Explanation demanded for federal cut to Toronto theatre festival

Still no response from Canadian Heritage on loss of $20,000 grant for Buddies' Rhubarb Festival


Two weeks after the team at Buddies in Bad Times Theatre announced it had lost a $20,000 festival grant from Canadian Heritage, more than 1,200 supporters have signed a petition calling on the government to explain why the funding was cut.

Specifically, the change.org petition demands that Minister of Canadian Heritage Shelley Glover “publicly state the specific reasons why the Rhubarb Festival no longer meets the funding criteria for the Building Communities through Arts and Heritage program.”

“It’s amazing to see this amount of support from all different levels,” says Brendan Healy, Buddies’ artistic director. “I think the queer community is really behind us, the arts community is behind us, and we’ve got some great politicians behind us.”

With Parliament risen for the Christmas break, it’s unlikely that the federal Conservatives will face flak over the funding cut any time soon, but NDP MP Peggy Nash did ask Glover for an explanation during question period on Dec 10, the last day that the House of Commons sat.

“Canadian Heritage is responsible for actually providing funding to over 11,000 festivals across this country from coast to coast to coast.

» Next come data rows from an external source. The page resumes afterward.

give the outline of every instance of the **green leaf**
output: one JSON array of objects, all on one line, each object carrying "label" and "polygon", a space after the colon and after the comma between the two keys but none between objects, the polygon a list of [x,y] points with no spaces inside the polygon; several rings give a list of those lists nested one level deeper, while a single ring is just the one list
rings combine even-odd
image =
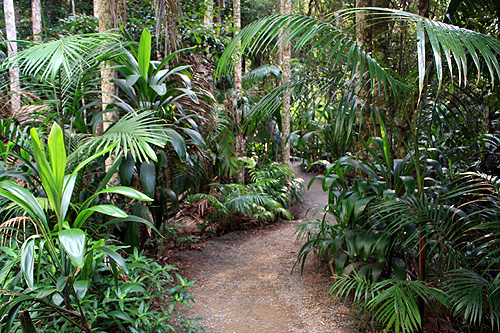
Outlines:
[{"label": "green leaf", "polygon": [[120,208],[118,208],[116,206],[98,205],[98,206],[90,207],[90,208],[87,208],[87,209],[81,211],[75,219],[74,227],[80,228],[83,225],[83,223],[85,223],[85,221],[94,212],[106,214],[106,215],[113,216],[113,217],[127,217],[128,216],[127,213],[125,213],[123,210],[121,210]]},{"label": "green leaf", "polygon": [[24,310],[19,314],[19,321],[21,322],[21,328],[23,329],[23,333],[37,332],[35,325],[33,325],[33,321],[31,320],[31,316],[28,310]]},{"label": "green leaf", "polygon": [[120,175],[120,182],[122,185],[130,186],[132,183],[132,176],[134,175],[135,159],[130,152],[127,153],[127,158],[123,159],[120,164],[118,174]]},{"label": "green leaf", "polygon": [[[145,161],[141,164],[141,185],[142,190],[150,198],[155,197],[156,192],[156,166],[154,163]],[[152,199],[148,200],[152,201]]]},{"label": "green leaf", "polygon": [[65,229],[58,233],[59,241],[73,264],[83,267],[85,255],[85,233],[81,229]]},{"label": "green leaf", "polygon": [[[143,162],[143,164],[146,162]],[[142,176],[142,166],[141,166],[141,176]],[[155,174],[156,176],[156,174]],[[154,187],[153,187],[154,188]],[[137,191],[136,189],[126,187],[126,186],[115,186],[115,187],[110,187],[107,189],[104,189],[100,191],[99,193],[116,193],[116,194],[121,194],[126,197],[135,199],[135,200],[140,200],[140,201],[153,201],[150,197],[145,195],[144,193]]]},{"label": "green leaf", "polygon": [[139,43],[139,53],[137,62],[139,65],[139,73],[144,79],[148,79],[149,62],[151,60],[151,33],[148,29],[142,30],[141,41]]},{"label": "green leaf", "polygon": [[167,136],[170,139],[172,147],[174,147],[175,152],[177,153],[177,155],[179,155],[181,161],[185,162],[187,156],[187,148],[184,139],[182,138],[182,136],[179,135],[179,133],[177,133],[172,129],[168,129],[166,132]]},{"label": "green leaf", "polygon": [[33,289],[33,271],[35,268],[35,240],[30,239],[21,248],[21,272],[26,284]]},{"label": "green leaf", "polygon": [[89,290],[89,281],[88,280],[75,281],[75,283],[73,284],[73,288],[75,289],[78,299],[83,299],[85,297],[85,294]]},{"label": "green leaf", "polygon": [[125,261],[118,253],[104,246],[98,247],[97,250],[106,253],[111,259],[113,259],[118,265],[120,265],[120,267],[125,271],[125,273],[128,274],[127,265],[125,264]]},{"label": "green leaf", "polygon": [[64,146],[63,131],[57,123],[52,124],[47,146],[52,173],[54,174],[59,192],[62,192],[66,171],[66,148]]}]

In fact, all of them go through a rigorous procedure to meet the criteria that are set, and as always I will continue to work with the very capable public servants in the Canadian Heritage department to ensure that those festivals that qualify get the funding that they require,” Glover said in response to Nash’s question.

That response doesn’t satisfy Healy.

“It wasn’t really a response. I found it very insulting,” Healy says.

Healy says the NDP approached Buddies with the idea of bringing up the funding cut in Parliament. He credits Buddies’ social media campaign with bringing it to the party’s attention.

“We got a phone call from the NDP saying that they were aware of the situation and that they wanted to table it at question period,” Healy says.

Newly elected Toronto Centre Liberal MP Chrystia Freeland says the cut to Rhubarb was first brought to her attention by a cousin who is active in Toronto’s theatre scene. She says that with the Sochi Olympics giving so much prominence to Russia’s crackdown on free expression, Canada has a responsibility to proactively celebrate queer culture through the arts.

 

“When it comes to the Sochi Olympics, we have had some good statements from [Foreign Affairs Minister] John Baird, and that’s great and I support those, but that becomes empty rhetoric if we aren’t supportive of our LGBT cultural institutions at home,” she says.

As for the Rhubarb Festival, which runs Feb 12 to 23 at Buddies and other queer spaces in the Church-Wellesley Village, Healy says it will go ahead as planned, although the funding cut has forced the theatre to scale back some of its plans. Buddies won’t raise ticket prices to the festival, and the company has no other revenue sources to make up the shortfall, he says.

“What it does, mostly, is that it limits the number of artists that we can hire . . . it’s about half what we usually have available to us to spend on artists.”

Rob Salerno is a playwright and journalist whose writing has appeared in such publications as Vice, Advocate, NOW and OutTraveler.